Corning: We Initiate With A Neutral Rating (NYSE:GLW)

Corning Museum of Glass in Corning, New York

John M. Chase/iStock Unreleased via Getty Images

Corning Incorporated (NYSE:GLW) is a global leader in specialty glass and ceramics. It was formerly known as Corning Glass Works and was founded in 1851. The company engages in panel display technologies, optical communications networks, environmental technologies (including glass solutions for automobiles), specialty materials, and life sciences businesses. In the Seeking Alpha community, the company is very well-rated. Although our internal team is positive about the company’s long-term goals, we are also more cautious about a likely slowdown in consumer spending activities.

Indeed, looking at the divisional level, display technologies and specialty materials account for almost 40% of the company’s total revenue line and are divisions very much exposed to consumer demand. Display Technologies’ margins were back to growth after a five-year period of constant decline. We are more positive about the automobile division and optical communications (both account for 42% of the total company’s turnover); however, lower vehicle production is also expected for 2023 and is not playing any favorable role in Corning’s revenue growth.

Despite that, in the past, Corning was able to experience revenue growth even in a declining market. For instance, between 2016 and 2021, smartphone volume CAGR declined by 2%, whereas the company’s display segment increased top-line sales by 12%. The same positive trajectory was recorded in the Automobiles division, where Corning’s ability is focused on its product MIX, which is in fact considerably higher than that of competitors; in addition, content per car stands at $100, while in the past was at $50.

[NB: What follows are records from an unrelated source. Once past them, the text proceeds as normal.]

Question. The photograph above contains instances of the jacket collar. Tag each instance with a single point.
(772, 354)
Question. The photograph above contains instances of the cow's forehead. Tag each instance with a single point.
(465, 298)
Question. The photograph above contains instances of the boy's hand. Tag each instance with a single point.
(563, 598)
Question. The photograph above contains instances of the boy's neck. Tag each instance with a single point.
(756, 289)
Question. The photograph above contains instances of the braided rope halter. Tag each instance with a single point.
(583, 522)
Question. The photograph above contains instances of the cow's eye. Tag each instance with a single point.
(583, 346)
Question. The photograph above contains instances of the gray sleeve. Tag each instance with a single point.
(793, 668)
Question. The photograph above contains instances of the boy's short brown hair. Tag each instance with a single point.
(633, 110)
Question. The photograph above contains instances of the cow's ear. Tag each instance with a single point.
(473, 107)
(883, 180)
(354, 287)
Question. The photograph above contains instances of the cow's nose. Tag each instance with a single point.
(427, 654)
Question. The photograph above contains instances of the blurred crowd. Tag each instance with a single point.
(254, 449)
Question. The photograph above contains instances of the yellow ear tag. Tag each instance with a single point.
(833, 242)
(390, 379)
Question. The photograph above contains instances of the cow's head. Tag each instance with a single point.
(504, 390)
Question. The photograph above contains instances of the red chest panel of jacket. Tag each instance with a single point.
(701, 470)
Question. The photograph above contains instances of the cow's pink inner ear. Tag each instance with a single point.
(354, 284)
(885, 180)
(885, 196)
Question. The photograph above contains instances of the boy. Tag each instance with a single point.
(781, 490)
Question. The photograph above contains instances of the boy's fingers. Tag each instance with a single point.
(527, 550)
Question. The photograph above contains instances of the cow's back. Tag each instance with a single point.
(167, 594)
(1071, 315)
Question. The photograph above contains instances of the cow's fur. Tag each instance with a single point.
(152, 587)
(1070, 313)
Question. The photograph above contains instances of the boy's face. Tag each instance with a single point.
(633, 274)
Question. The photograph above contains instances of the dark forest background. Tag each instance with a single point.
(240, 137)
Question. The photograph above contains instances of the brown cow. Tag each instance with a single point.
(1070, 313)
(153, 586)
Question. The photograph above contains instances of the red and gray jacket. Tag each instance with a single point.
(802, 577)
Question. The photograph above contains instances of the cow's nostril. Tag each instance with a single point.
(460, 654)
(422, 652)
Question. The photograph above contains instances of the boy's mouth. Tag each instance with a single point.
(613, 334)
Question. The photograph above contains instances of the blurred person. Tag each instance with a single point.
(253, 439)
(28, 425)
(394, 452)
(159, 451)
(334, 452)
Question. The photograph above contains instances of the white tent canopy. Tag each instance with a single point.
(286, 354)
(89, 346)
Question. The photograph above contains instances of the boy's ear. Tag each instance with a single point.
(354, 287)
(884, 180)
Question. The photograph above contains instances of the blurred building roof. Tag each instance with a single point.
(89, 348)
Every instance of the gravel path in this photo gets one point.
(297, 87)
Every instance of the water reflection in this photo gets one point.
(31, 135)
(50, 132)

Corning outperforming the market

Corning outperforming the market

It is also important to highlight its strategy execution called “More Corning“. The company’s intellectual property and portfolio synergies should be a key supportive catalyst for long-term profitability. The glass leader is targeting: 1) a shared manufacturing process in its core technology and 2) a common sales platform within its divisional segments. This should support economies of scale and scopes.

Q3 Results

Corning just released its quarterly accounts. The company sales stood at $3.67 billion and were up by 1% year-on-year. Cross-checking analyst consensus, turnover was slightly above expectation, while EPS was in line. Regarding the main division key takeaways, here are our main considerations:

  • Display Technologies segment turnover was at $686 million, down by 28% on a yearly basis. According to Corning, sales decreased in line with the market and the company was able to maintain flat prices;
  • Optical Communications’ top-line sales stood at $1.32 billion and were up by 16%. This was mainly due to broad-based strength across cloud solutions, 5G, and broadband;
  • As already mentioned, Specialty Materials sales were below Wall Street analyst consensus and recorded $519 million in sales under 7% on a yearly basis and missing by almost $100 million the average estimates. This lower demand was driven by lower consumer expenditures on tablets and smartphones.
  • Both Environmental Technologies and Life Sciences sales were up, respectively by 10% and 2% versus the same period last year. The Healthcare division results were partially offset by a decremental demand for COVID-19 diagnostic solutions.

Corning 9M results comps

Corning 9M results comps

Conclusion and Valuation

Gross margin was once again down. This was partially due to the lower volume in the Display division. Important to note is the fact that the company is guiding for lower revenue growth in Q4, including a decline in Optical Communications sales. Here at the Lab, we believe that the negative stock price performance was more due to the management’s future indication than the Q3 results. Indeed, comparing Wall Street estimates, the average Q4 revenue forecast was set at $3.85 billion with an EPS of $0.55, whereas Corning indicated a midpoint of $3.5 billion in sales and non-GAAP EPS between $0.41 and $0.47. For the above reason, we are more cautious in our 2023 Corning forecast and we are projecting an EPS of $2.5 per share. We decide to value the entity with a 14x P/E on our 2023 number, reaching a valuation of $35 per share, and assigning a neutral rating to the company. The main risks include FX, higher logistic costs, slower product demand, market share loss and higher energy prices.